“When I use a word,” Humpty Dumpty said, in rather a scornful tone,
“it means just what I choose it to mean — neither more nor less.”
“The question is,” said Alice, “whether you can make words mean so many different things.”
“The question is,” said Humpty Dumpty, “which is to be master — that’s all.”
– Through the Looking Glass
I must not be in my masterful mode today. I think synchronicity is the word I want, but lose my nerve and look up the definition. Always a mistake.
Synchronicity is a concept developed by psychologist Carl Jung
to describe a perceived meaningful coincidence.
““ Tech Target
Dagnab it. That’s not exactly it. I’m not perceiving any meaningfulness in this coincidence — I get that what’s going on is happening in me, not in the outside world — I’m just taking meaning from it for me.
So I dare the rabbit hole and try Google’s reverse word-look-up feature: What word means “taking meaning from repeated coincidental events”?
Baader-Meinhof is the phenomenon
where one stumbles upon some obscure piece of information
— often an unfamiliar word or name —
and soon afterwards encounters the same subject again, often repeatedly.
– Damn Interesting
But that’s not exactly it either. I’m definitely encountering the same subject again, but it’s not exactly obscure content, wouldn’t you agree?
Oh. Sorry. You really have no idea what I’m on about, do you? Let me ‘splain.
Seth Godin’s blog this week included a fabulous piece repurposing the “garbage in, garbage out” rule.

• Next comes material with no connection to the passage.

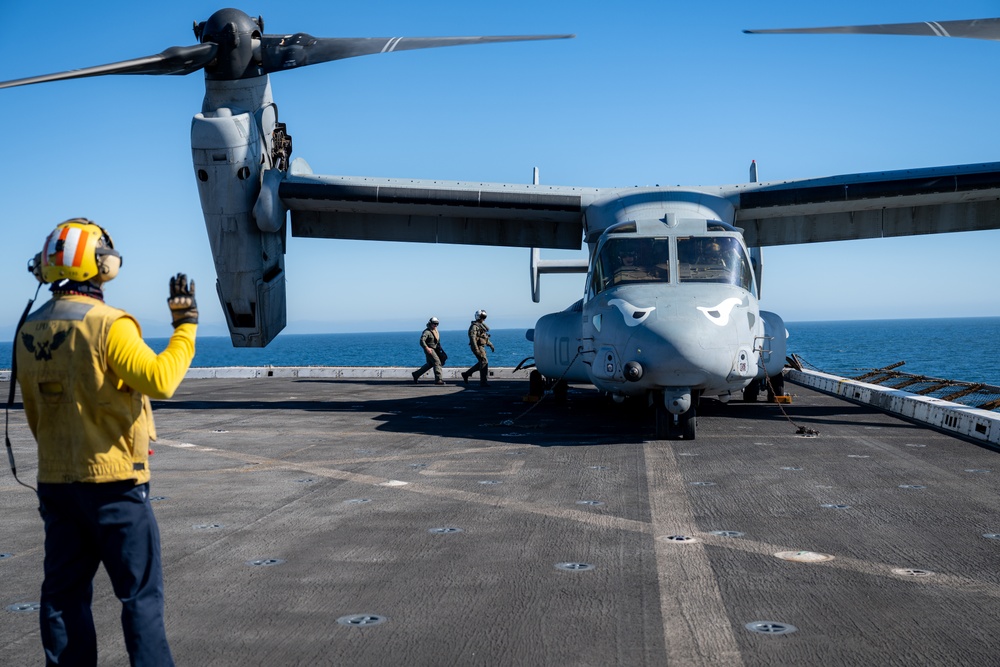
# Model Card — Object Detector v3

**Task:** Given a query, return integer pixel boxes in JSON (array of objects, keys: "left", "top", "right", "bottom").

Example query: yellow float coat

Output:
[{"left": 16, "top": 293, "right": 196, "bottom": 484}]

It’s one thing to make a sports car
that runs beautifully on smooth roads, perfect tires and premium gas,
but it’s a triumph of engineering to make one that runs beautifully all the time.
– Avoiding the GIGO trap
His proposed new mantra?
Garbage in, gorgeous out.
And look what I already had on my desktop! (If you’re not a Christian or even not much of anything, don’t be put off by the Jesus talk: You don’t have to believe in Jesus to have this knock your socks off.)
What Jesus did in his passion and death
was to transform bitterness and division
rather than to retransmit them and give them back in kind:
He took in hatred . . . and gave back love.
He took in bitterness . . . and gave back graciousness.
He took in curses . . . and gave back blessing.
He took in paranoia . . . and gave back big-heartedness.
He took in murder . . . and gave back forgiveness.
– Ron Rolheiser (edited for length; read the whole thing here)
Now if that isn’t “garbage in, gorgeous out,” I’m my Aunt Matilda. And I don’t have an Aunt Matilda.
But I’m still looking for the right word for my experience of linking these two inputs, so I scan down the search results.
the faculty or phenomenon
of finding valuable or agreeable things not sought for
– Merriam Webster
Now that’s nice: emphasizing the delight in unexpectedly finding something valuable, reinforced by finding it in more than one place. OK, I may have added a few bits to the strict definition, but I’m feeling more masterful by the moment.
Anyway, maybe it wasn’t entirely “not sought for.” Maybe I was searching. Because as soon as I linked the first two, my subconscious offered me a third.
Hey Jude, don’t make it bad
Take a sad song and make it better.
– Paul McCartney
So there it is: however phrased, however framed, definitely a valuable thing.